This is a complex analisys exercise I came across while studying.
Let $\Omega \subset \mathbb{C}$ open such that $\overline{B_1(0)} := \{ z \in \mathbb{C} : |z| \le 1\} \subseteq \Omega$ and $f$ holomorphic on $\Omega$ such that: $f(0) = 1$, $ f(z) \not = 0$ for $z : |z| = 1$ and $|f(z)| \le 5$ for $z \in \overline{B_1 (0)}$. Find an upperbound to the number of zeros of $f$ in $B_{1/2}$ in such a way that it is optimal.
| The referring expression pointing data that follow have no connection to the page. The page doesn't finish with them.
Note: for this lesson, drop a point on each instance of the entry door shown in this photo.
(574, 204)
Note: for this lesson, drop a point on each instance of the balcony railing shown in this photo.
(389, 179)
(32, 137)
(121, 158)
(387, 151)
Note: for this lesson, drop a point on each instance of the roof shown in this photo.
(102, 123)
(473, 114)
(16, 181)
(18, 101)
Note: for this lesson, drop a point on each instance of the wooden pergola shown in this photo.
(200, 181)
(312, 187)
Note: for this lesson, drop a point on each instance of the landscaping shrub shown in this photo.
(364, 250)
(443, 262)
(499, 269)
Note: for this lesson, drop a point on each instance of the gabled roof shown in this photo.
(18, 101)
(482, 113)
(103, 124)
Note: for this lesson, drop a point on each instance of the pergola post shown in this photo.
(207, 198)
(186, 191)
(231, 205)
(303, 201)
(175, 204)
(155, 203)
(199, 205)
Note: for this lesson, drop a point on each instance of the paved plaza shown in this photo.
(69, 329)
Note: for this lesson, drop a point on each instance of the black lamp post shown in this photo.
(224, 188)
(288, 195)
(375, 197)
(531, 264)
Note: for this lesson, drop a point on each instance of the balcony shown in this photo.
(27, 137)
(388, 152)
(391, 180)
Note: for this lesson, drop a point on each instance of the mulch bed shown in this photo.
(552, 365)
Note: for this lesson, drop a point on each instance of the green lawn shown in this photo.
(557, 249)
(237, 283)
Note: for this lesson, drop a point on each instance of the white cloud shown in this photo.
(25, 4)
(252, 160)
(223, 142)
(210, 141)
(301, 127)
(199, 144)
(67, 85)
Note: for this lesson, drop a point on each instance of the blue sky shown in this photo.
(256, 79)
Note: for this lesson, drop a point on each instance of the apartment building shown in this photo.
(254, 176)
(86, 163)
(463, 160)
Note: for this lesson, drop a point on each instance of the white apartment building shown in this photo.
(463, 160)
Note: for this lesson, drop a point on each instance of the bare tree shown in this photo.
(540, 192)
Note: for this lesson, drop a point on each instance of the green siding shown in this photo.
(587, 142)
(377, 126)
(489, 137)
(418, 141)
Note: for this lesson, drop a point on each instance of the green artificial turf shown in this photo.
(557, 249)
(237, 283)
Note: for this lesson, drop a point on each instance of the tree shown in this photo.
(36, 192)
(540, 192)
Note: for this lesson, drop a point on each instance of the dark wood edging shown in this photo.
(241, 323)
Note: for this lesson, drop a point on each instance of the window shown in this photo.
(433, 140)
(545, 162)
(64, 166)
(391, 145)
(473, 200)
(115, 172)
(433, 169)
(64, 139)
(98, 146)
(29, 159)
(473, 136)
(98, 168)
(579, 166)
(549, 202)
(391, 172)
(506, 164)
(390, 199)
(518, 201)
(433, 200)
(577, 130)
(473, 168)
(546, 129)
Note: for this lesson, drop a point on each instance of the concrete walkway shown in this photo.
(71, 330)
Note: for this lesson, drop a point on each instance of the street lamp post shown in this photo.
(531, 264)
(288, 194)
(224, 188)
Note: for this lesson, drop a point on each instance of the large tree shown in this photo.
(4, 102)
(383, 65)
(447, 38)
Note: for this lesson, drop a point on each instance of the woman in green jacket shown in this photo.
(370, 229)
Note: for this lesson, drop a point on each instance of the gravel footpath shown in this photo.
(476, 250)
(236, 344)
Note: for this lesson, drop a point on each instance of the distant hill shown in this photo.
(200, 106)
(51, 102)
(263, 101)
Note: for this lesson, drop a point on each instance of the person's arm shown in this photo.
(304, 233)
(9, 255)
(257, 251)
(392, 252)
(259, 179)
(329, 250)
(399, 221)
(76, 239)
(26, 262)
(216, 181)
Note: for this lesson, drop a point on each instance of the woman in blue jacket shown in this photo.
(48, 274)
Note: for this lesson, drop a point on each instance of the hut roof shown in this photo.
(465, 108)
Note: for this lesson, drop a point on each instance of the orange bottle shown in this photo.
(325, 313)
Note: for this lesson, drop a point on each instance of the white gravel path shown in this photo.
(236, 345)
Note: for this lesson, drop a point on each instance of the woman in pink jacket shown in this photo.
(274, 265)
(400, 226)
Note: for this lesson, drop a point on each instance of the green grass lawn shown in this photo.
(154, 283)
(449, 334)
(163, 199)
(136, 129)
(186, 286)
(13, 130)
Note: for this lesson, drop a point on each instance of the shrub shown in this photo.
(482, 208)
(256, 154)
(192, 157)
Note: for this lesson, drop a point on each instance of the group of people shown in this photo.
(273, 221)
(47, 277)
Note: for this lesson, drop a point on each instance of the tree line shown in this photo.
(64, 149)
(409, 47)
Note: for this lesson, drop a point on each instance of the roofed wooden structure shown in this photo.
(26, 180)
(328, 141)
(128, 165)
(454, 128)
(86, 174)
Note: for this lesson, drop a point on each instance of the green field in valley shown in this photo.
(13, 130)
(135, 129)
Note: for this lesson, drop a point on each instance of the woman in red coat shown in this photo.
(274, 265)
What I thought is that I want to find an $m \in \mathbb{N}$ such that for $f$ with above hypothesis $n(1/2) \le m$ and there exists an $f_0$ as above with exactly $m$ zeros.
My solution:
Without pasting the whole calculations, I found an upperbound to be $\frac{\ln(5)}{\ln(2)}$ as done on this answer which is a more general form of the problem. In particular, $$1 < \frac{\ln(5)}{\ln(2)} < 2$$ which means that the number of zeros in $\overline{B_{1/2}(0)}$ is $$n(1/2) \le 1 .$$ So This should be the best approximation if we are able to find an $f_0$ as above with exactly $1$ zero. In particular it would look like $f_0(z) = 4z + 1$ does the job: satisfies the hypotesys and has exactly one root which coincidentally is $-1/4 \in \overline{B_{1/2} (0)}$.
I posted this question mainly to check that I understood the assignment well and also to ask if the condition $ f(z) \not = 0$ for $z : |z| = 1$ was used at all.